L’origine delle case in legno però, spesso si lega ad esigenze più pragmatiche e concrete, come ad esempio la loro velocità di realizzazione.

Fu questo il motivo che spinse nel 1883 Herbert Mamming, carpentiere inglese, a inviare in Australia via nave intere casse di moduli prefabbricati, assemblabili in tempi rapidi.

Nei paesi del nord Europa o in zone montuose come il Tirolo, caratterizzati da un clima molto rigido, le case in legno rappresentavano invece la soluzione ideale per ripararsi dal freddo.
L’esigenza era costruire edifici robusti ma al tempo stesso leggeri e dall’elevato potere isolante.
Nel XIX secolo in queste zone iniziarono quindi a diffondersi edifici con telaio portante in legno massiccio. I vuoti venivano riempiti con materiale isolante come paglia e argilla o da blocchi di laterizio, anticipando i principi delle tecniche costruttive attuali. Il riempimento, coperto poi da finiture a intonaco, aveva infatti una funzione estetica ma anche pratica: riempiva la struttura senza appesantirla e proteggeva dal freddo.

primi esempi di case in bioedilizia

Nel centro di Helsinki, in Finlandia, esiste uno dei più antichi esemplari di case in legno, attualmente sede del Burgher’s House Museum.
Costruita nel 1818 per Christina Wörtin, moglie di un marittimo, presenta ancora oggi la planimetria originaria. Accanto alla struttura principale, furono costruiti altri edifici, adibiti nel tempo a cucina, sauna o appartamento. Erano anch’essi in legno ma furono poi abbattuti e ricostruiti in pietra nel 1905.

Sede del Burgher’s House Museum  (Photo credits: www.museot.fi)

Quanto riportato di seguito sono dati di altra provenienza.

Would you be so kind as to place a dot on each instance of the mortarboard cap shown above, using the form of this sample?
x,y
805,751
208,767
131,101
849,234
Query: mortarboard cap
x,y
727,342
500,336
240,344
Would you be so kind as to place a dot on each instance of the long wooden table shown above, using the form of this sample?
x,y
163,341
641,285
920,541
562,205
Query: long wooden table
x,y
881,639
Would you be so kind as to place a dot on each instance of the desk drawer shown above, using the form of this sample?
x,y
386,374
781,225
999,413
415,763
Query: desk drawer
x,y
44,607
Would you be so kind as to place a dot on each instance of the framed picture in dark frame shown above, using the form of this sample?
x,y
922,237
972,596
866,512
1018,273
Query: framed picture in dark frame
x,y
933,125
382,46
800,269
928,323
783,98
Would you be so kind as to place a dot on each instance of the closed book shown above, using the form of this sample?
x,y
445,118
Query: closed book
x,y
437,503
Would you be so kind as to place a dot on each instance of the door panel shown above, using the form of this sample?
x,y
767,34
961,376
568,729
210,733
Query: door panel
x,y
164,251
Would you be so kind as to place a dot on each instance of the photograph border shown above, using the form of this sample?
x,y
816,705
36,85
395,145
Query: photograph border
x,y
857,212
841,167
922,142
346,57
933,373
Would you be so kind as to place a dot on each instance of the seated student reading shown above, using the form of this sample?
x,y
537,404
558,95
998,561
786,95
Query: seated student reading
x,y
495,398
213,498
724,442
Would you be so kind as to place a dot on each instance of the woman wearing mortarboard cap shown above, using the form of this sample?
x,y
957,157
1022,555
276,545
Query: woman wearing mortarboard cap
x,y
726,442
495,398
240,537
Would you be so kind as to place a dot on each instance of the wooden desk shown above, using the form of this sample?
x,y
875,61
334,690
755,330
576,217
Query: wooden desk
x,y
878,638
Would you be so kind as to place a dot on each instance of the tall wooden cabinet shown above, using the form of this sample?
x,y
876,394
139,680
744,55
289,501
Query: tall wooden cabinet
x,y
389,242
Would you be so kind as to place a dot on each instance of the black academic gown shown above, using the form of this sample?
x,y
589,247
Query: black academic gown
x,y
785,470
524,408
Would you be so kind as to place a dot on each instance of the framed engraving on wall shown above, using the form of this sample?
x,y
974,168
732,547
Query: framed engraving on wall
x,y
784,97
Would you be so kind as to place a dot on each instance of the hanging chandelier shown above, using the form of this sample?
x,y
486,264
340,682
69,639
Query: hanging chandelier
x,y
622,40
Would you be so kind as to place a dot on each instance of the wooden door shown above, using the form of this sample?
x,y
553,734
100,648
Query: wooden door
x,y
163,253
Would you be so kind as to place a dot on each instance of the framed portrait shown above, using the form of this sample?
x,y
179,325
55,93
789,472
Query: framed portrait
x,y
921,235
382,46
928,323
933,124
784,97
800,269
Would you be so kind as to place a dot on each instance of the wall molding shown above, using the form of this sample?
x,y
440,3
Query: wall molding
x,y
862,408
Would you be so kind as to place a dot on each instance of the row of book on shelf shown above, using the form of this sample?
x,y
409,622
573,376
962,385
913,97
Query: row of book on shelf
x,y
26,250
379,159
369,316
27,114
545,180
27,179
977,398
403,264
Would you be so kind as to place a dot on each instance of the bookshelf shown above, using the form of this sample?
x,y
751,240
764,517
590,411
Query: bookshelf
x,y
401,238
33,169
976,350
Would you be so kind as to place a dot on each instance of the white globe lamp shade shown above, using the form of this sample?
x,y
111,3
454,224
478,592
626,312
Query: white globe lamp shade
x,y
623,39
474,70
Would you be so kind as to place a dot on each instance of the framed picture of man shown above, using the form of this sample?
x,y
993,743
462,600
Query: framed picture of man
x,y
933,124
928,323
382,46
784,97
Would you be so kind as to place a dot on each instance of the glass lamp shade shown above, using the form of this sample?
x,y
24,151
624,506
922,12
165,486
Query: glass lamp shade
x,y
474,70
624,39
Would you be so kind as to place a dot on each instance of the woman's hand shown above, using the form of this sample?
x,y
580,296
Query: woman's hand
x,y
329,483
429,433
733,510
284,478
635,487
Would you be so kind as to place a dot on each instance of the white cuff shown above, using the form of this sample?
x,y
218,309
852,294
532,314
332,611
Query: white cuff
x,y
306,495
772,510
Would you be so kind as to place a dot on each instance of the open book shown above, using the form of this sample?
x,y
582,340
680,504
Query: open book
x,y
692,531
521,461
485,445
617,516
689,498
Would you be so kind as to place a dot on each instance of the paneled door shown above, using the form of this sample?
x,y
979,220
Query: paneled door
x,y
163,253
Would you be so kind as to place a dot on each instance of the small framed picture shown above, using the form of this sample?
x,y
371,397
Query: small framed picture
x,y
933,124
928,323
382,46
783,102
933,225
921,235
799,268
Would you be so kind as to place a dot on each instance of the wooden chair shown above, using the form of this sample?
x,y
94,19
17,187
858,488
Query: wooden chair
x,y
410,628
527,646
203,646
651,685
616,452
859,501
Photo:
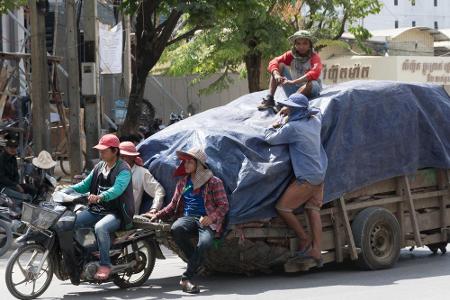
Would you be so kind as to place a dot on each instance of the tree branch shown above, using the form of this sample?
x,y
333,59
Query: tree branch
x,y
272,6
342,29
183,36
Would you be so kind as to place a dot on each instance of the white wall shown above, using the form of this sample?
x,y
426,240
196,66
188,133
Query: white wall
x,y
424,13
185,96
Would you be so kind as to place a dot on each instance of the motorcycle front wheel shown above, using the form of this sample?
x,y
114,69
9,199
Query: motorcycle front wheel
x,y
23,278
5,237
141,271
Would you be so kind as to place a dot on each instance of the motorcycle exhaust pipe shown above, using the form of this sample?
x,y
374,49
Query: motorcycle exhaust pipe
x,y
121,268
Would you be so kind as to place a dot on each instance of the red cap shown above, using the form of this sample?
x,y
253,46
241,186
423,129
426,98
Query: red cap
x,y
108,141
128,148
139,161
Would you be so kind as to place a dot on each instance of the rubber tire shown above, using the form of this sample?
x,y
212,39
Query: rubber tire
x,y
10,265
362,227
125,285
438,246
9,237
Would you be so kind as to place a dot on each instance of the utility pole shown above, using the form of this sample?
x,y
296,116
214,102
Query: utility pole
x,y
39,77
92,122
126,66
74,146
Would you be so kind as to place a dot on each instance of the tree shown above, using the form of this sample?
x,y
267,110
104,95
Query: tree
x,y
159,24
239,41
253,31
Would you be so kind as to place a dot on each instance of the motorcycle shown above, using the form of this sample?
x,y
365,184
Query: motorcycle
x,y
6,236
51,246
11,203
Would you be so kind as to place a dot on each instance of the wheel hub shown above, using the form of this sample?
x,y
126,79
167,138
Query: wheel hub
x,y
381,241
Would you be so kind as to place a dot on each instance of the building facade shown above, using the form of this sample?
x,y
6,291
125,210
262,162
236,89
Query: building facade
x,y
410,13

Anche in Austria è possibile ammirare una delle prime testimonianze di bioedilizia in legno prefabbricata. La casa ha persino un nome, Jagdhaus ovvero “casa di caccia” e fu presentata da Wenzl Hartl in occasione della mostra di caccia che si tenne a Vienna nel 1910.
Fu la prima abitazione unifamiliare prefabbricata e oggi si trova nella regione della Bassa Austria.

Qualche anno dopo, nel 1927, il fondatore del movimento Bauhaus, l’architetto Walter Gropius, presentò invece all’esposizione mondiale di Stoccarda le sue prime case prefabbricate. Fu un successo che lo spinse a fondare, negli Stati Uniti, una delle prime fabbriche per la produzione di moduli di case in bioedilizia.

La crisi economica legata anche ai conflitti mondiali, rallentò lo sviluppo del mercato delle case in legno.
Al termine della seconda guerra mondiale ci fu però una nuova ripresa, soprattutto in Germania ed Austria, dove più era presente la forte necessità di costruire rapidamente nuove abitazioni.

Dall’origine delle case in legno ai giorni nostri la situazione è nettamente cambiata. Negli ultimi anni si è assistito a una forte sensibilizzazione in materia di ecosostenibilità, risparmio energetico e ricerca di soluzioni abitative a impatto zero. Le case in legno rispondono perfettamente a queste nuove esigenze e iniziano ad essere apprezzate sempre più anche in paesi come l’Italia, fortemente legata alla tradizione del latero-cemento.